Frankreich will online-Glücksspielseiten filtern

Verfasst von sac am 13. Oktober 2009 - 14:12
  • Frankreich
  • Informationsfreiheit / Zugang zu Information
  • Redefreiheit


Dieser Artikel ist auch verfügbar auf:
Englisch: France wants to filter online gambling sites

Vom 7. bis zum 9. Oktober 2009 wird die Französische Nationalversammlung einen Gesetzesentwurf zur Eröffnung des Wettbewerbs und der Regulierung des online-Glücksspielsektors diskutieren. Der Text sieht die Schaffung einer ähnlichen Behörde wie HADOPI namens ARJEL vor, die die Filterungen der Glücksspielseiten verwalten soll, die des illegalen Betriebs verdächtigt werden.
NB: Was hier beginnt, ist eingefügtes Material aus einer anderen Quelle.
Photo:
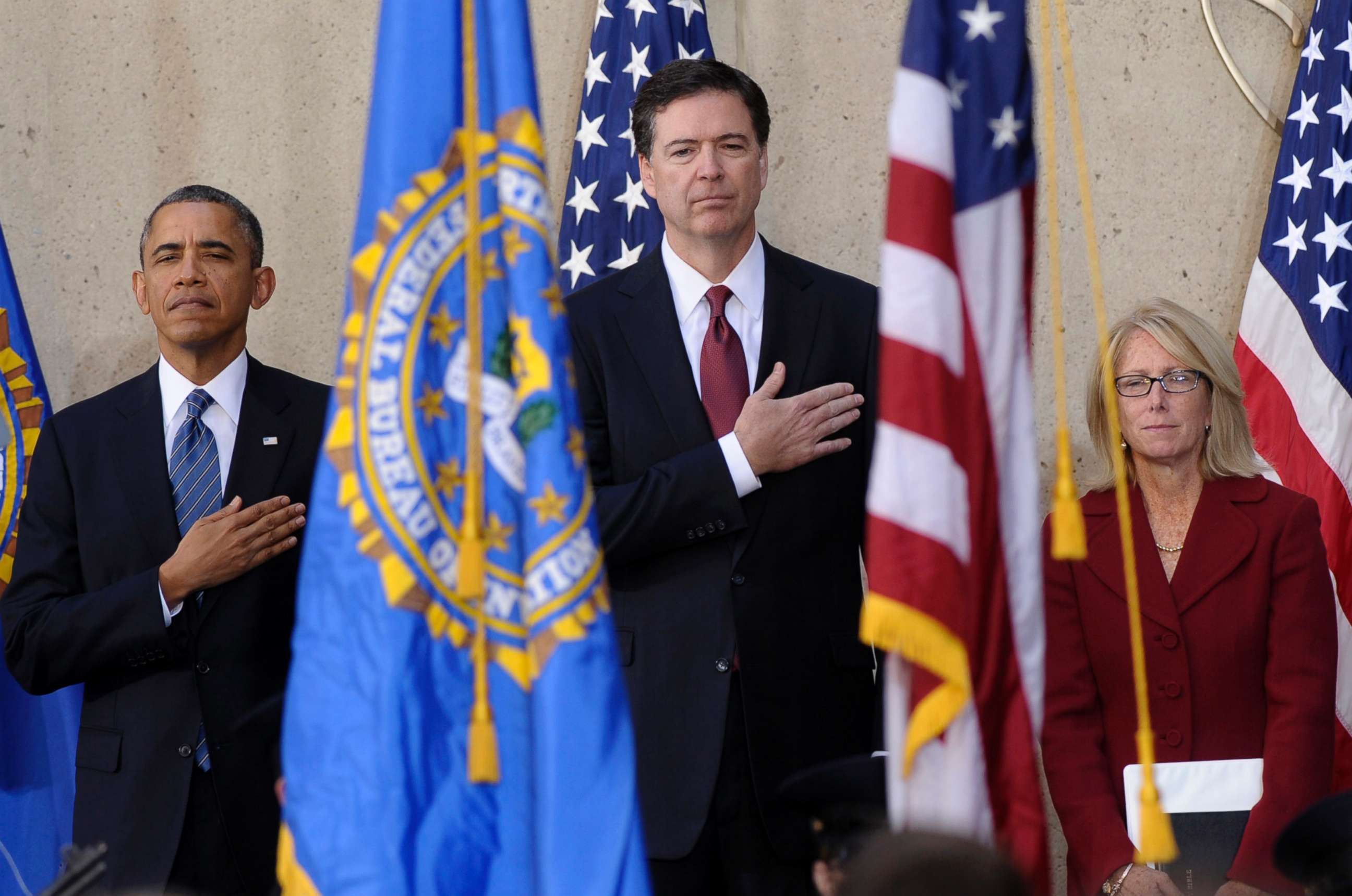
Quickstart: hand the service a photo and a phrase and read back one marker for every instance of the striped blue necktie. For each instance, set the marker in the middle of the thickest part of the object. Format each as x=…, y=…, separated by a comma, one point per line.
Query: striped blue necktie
x=195, y=476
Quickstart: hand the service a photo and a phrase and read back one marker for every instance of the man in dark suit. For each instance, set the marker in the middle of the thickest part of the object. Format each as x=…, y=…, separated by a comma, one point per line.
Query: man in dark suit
x=174, y=607
x=732, y=518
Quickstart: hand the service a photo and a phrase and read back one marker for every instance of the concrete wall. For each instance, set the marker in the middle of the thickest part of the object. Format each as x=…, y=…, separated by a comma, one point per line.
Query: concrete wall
x=108, y=104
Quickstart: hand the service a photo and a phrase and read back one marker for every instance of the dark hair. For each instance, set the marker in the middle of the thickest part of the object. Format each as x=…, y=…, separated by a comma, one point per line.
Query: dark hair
x=924, y=864
x=245, y=220
x=686, y=77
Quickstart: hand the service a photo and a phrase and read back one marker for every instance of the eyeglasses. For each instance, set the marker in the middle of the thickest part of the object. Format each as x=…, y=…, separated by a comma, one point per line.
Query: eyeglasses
x=1134, y=385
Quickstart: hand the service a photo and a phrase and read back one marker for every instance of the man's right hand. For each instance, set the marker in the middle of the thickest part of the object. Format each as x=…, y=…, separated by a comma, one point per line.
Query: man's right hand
x=779, y=434
x=227, y=543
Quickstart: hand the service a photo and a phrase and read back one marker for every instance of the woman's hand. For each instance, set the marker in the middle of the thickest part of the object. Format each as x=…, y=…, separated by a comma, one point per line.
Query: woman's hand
x=1147, y=881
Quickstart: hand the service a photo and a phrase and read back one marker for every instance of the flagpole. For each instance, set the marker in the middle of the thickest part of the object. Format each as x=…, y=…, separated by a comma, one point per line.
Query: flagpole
x=483, y=737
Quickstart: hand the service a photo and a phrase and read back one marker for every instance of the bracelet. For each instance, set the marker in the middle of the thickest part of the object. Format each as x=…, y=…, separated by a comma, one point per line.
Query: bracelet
x=1112, y=890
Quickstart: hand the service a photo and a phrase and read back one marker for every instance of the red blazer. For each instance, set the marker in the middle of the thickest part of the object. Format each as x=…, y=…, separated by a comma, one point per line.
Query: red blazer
x=1240, y=657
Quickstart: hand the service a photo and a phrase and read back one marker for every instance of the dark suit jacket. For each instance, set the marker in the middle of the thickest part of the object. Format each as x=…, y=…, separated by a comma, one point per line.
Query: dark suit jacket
x=698, y=573
x=84, y=607
x=1240, y=656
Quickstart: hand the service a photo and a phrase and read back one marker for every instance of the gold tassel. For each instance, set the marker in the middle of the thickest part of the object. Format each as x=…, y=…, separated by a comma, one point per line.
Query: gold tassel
x=1067, y=517
x=1158, y=844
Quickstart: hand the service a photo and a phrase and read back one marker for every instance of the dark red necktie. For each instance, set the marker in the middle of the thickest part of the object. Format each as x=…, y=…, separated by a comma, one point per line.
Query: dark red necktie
x=722, y=367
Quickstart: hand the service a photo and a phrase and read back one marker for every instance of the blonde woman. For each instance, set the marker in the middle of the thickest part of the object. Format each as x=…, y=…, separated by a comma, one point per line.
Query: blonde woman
x=1236, y=604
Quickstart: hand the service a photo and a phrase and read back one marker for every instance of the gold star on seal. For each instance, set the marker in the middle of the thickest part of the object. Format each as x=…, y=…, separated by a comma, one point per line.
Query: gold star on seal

Auch wenn ARJEL in einer ersten Version des Gesetzesentwurfs zur Sperre der Seite auf einen Richter verwies, wird den Behörden in der derzeitigen Fassung das direkte Recht zugestanden, den ISPs die Filterungen von Webseiten aufzuzwingen, um das Verfahren zu beschleunigen.

ARJEL soll ähnlich wie HADOPI funktionieren. Die Behörde wird die nicht autorisierten Glücksspielseiten kontaktieren und sie auffordern, das Verbot zu beachten; sie werden acht Tage Zeit haben, ihre Positionen darzulegen. Im Falle der Nichtbefolgung kann die Behörde die Sperre des Dienstes verordnen. Die Behörde kann auf Antrag jeder natürlichen oder rechtlichen Person handeln.

Im Text gibt es keinen Hinweis auf die Filtermethoden, die verwendet werden sollen oder die Art und Weise, wie die Liste der zu sperrenden Seiten veröffentlicht gemacht oder aktualisiert werden soll, und auch keinerlei Hinweis darauf, wie die Kosten, die durch die Sperren der Webseiten entstehen, gedeckt werden sollen. Der Abgeordnete Lionel Tardy und die sozialistischen Gruppe haben einen Zusatz zu dem Text eingereicht, in dem sie fordern, dass die Filtermodalitäten durch das Gesetz spezifiziert werden, und auch die Modalitäten zur Kompensierung der Kosten mit Unterstützung der Betreiber. Die Gruppe fordert außerdem die Wiedereinführung des ursprünglichen Rechtsverfahrens, in dem ein Richter derjenige ist, der die Entscheidung zur Sperre der Webseiten trifft.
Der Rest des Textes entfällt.